Police Superintendent Agrimero Cruz Junior said the armed inmates wanted to hold talks with two prominent Muslim personalities - movie actor and Muslim convert Robin Padilla and southern Philippines Muslim legislator Mujib Hataman.
Hataman negotiated with the suspects by telephone and announced that they had come to an agreement.
Two inmates were to address the media, and the others were then to emerge, he added.
"There was some delay because they feared for their safety," said Avelino Razon, police chief for the metropolitan Manila area. "But they changed their minds and they've agreed to come out."
"There was some delay because they feared for their safety"
Avelino Razon, police chief for Manila metropolitan area
The prisoners had also demanded speedy trials, the right to air their grievances to the authorities and assurances they would not be harmed if they surrendered, he said.
At least three guards were killed, said police Cruz. Two alleged Abu Sayyaf members also were killed, police said.
Police spokesman Leopoldo Bataoil, who had warned of a major assault if the inmates did not give up their weapons, said about 10 men were involved in the uprising, led by Alhamzer Manatad Limbong and Kair Abdul Gapar.

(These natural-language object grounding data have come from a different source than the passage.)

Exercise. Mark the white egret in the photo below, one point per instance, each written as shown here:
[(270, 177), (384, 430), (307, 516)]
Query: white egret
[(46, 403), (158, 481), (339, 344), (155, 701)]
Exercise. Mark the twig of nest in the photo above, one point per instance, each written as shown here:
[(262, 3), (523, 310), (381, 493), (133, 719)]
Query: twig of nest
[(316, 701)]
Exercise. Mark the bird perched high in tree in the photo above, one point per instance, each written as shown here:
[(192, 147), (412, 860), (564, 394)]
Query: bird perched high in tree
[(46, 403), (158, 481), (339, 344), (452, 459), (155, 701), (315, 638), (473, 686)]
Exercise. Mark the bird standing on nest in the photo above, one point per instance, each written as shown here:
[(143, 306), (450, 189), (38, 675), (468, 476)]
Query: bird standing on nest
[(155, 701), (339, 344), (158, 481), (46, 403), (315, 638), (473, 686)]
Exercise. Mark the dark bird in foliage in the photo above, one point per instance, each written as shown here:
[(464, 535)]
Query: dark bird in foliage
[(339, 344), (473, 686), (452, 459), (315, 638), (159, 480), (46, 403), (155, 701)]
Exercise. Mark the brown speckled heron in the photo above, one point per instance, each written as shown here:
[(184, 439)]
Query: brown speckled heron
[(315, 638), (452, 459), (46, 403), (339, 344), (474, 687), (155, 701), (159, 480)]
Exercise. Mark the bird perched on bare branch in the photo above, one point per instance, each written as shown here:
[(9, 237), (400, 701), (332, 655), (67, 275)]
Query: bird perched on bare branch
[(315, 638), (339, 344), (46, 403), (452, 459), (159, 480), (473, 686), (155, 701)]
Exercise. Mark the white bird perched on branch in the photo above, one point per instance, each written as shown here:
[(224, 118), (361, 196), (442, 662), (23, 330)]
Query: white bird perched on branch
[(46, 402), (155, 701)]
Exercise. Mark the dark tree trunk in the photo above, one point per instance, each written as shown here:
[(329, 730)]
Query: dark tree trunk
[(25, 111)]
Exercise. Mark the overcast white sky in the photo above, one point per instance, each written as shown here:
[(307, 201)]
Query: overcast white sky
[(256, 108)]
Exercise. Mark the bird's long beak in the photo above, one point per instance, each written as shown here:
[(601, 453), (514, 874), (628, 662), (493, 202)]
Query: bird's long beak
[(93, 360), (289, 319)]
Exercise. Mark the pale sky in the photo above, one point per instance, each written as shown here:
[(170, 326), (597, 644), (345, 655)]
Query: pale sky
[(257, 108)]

A spokesman for the suspects, detainee Hazdi Daie, said in a telephone interview that if police stormed the building, "then you will hear bombings all over Manila".
Police had initially threatened
to storm the building
The drama began when a suspected Abu Sayyaf member, who was about to be escorted to a morning court hearing, overpowered a guard before he could be handcuffed, took a rifle and shot the prison officers around him, police officials said. Other inmates then grabbed weapons.
Three guards were killed and three other prison officials were wounded and taken to a hospital, police said.
It was not clear if hostages were held, Cruz said.
But Daie, the inmates' spokesman, told DZBB radio the suspects had held about 100 hostages.
State prosecutor Peter Medalle, who is handling several cases involving the Abu Sayyaf, told reporters that prison guards were tipped off about a possible prison break three weeks ago because of an intercepted mobile phone conversation between Limbong and Abu Sayyaf leader Abu Solaiman.